Recent Data Adds Pressure on The BoC to Cut Rates

The update prompted economists to suggest that the Bank of Canada (BoC) might cut interest rates as early as June. This trend presents a positive outlook for the Canadian economy and supports the possibility of a rate cut this summer.

Sal Guatieri, director and senior economist at BMO Capital Markets, remarked that the core measures of inflation closely monitored by the BoC, specifically the median and trimmed mean inflation rates, have declined significantly, with the trimmed mean falling below three per cent. He noted that aside from rising housing costs, overall inflationary pressures have substantially diminished. The Consumer Price Index (CPI)), excluding shelter costs, showed an increase of only 1.2 per cent over the past year.

Guatieri highlighted that while the recent inflation data supports a potential rate cut, it remains uncertain whether the BoC will act in June or wait until July to ensure sustained disinflation. The upcoming decision hinges on whether the bank’s criteria for a sustained decline in core inflation are met.
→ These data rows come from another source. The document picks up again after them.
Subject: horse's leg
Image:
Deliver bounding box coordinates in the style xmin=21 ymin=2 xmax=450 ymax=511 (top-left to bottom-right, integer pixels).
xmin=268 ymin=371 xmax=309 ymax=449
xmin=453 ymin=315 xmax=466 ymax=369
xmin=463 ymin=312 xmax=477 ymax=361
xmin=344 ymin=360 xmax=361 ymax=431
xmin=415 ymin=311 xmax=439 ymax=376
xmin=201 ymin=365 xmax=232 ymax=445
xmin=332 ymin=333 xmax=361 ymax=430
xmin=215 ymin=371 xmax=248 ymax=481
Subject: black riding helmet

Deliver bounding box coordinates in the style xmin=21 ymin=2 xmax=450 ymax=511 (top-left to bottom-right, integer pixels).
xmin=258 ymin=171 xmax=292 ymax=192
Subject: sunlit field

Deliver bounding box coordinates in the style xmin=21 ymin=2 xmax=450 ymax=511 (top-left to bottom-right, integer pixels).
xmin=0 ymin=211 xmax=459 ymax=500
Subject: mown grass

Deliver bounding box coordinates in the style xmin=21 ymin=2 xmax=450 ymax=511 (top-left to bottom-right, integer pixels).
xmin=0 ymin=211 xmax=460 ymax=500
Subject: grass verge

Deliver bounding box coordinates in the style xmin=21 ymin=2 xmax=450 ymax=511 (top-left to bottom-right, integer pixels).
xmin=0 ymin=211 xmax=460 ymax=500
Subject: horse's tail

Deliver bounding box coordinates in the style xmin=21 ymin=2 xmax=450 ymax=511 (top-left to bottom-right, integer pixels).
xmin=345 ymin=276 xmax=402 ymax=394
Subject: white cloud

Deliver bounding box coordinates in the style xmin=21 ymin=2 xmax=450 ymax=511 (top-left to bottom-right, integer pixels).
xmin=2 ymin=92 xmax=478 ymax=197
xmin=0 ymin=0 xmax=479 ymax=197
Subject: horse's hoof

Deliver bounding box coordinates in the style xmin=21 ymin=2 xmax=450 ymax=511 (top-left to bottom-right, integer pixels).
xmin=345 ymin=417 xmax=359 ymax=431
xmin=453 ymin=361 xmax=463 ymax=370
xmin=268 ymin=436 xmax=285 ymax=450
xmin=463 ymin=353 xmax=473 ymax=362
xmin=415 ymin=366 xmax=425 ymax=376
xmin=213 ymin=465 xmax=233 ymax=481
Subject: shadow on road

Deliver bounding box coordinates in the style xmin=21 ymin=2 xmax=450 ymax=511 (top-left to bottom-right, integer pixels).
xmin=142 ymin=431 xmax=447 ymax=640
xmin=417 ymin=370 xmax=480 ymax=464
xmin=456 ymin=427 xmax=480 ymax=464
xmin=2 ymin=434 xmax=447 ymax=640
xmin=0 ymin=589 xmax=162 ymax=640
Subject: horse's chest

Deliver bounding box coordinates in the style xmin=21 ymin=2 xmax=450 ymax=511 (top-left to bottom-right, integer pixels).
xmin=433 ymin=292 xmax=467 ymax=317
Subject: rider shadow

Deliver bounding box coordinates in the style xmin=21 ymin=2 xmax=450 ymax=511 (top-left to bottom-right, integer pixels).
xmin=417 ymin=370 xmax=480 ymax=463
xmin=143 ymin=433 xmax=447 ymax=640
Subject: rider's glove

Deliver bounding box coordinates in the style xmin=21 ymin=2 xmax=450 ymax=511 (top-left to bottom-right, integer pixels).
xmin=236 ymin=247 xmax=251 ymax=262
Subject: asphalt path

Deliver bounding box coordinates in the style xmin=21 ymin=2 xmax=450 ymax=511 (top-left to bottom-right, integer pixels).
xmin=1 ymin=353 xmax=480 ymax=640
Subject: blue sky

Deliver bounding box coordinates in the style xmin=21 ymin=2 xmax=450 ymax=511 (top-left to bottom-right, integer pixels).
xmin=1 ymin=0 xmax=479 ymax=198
Tu Nguyen, an economist at RSM Canada, expressed strong confidence in a June rate cut, describing the latest CPI data as a decisive factor. She emphasised that headline inflation has dropped to its lowest level since early 2021, and with the economy exhibiting continued disinflation over the past four months, the BoC has clear grounds to reduce rates without delay. Nguyen also pointed out that despite the possibility of higher gasoline prices during the spring and summer, consumers are seeing relief from high food inflation, with grocery prices rising only modestly.

Andrew Grantham, executive director of economics at CIBC Capital Markets, concurred, noting that while the headline CPI met consensus expectations with a 0.5 per cent rise for an annual rate of 2.7 per cent, core measures like CPI-Trim and CPI-Median continued to show softness. This trend supports the likelihood of a rate cut in June. Grantham highlighted that seasonally adjusted food prices fell slightly, contributing to a broader deceleration in inflation. The CPI-Trim eased to 2.9 per cent, and the CPI-Median fell to 2.6 per cent, both below consensus expectations, reinforcing the case for a June rate cut.

Abbey Xu, an economist with RBC, echoed these sentiments in a report, noting that April’s inflation readings aligned with economic expectations and pointed to a reduction in inflationary pressures. Xu emphasised that the BoC is not only concerned with current inflation rates but also future trends. With Canada’s economic backdrop showing signs of slowing price growth due to declining per-capita GDP and rising unemployment, the case for a rate cut strengthens.

In summary, the latest inflation data provides a compelling case for the BoC to reduce interest rates in June. The easing of core inflation measures, coupled with a softer economic backdrop, aligns with economists’ expectations and supports the potential for monetary easing to aid economic recovery in the latter half of the year.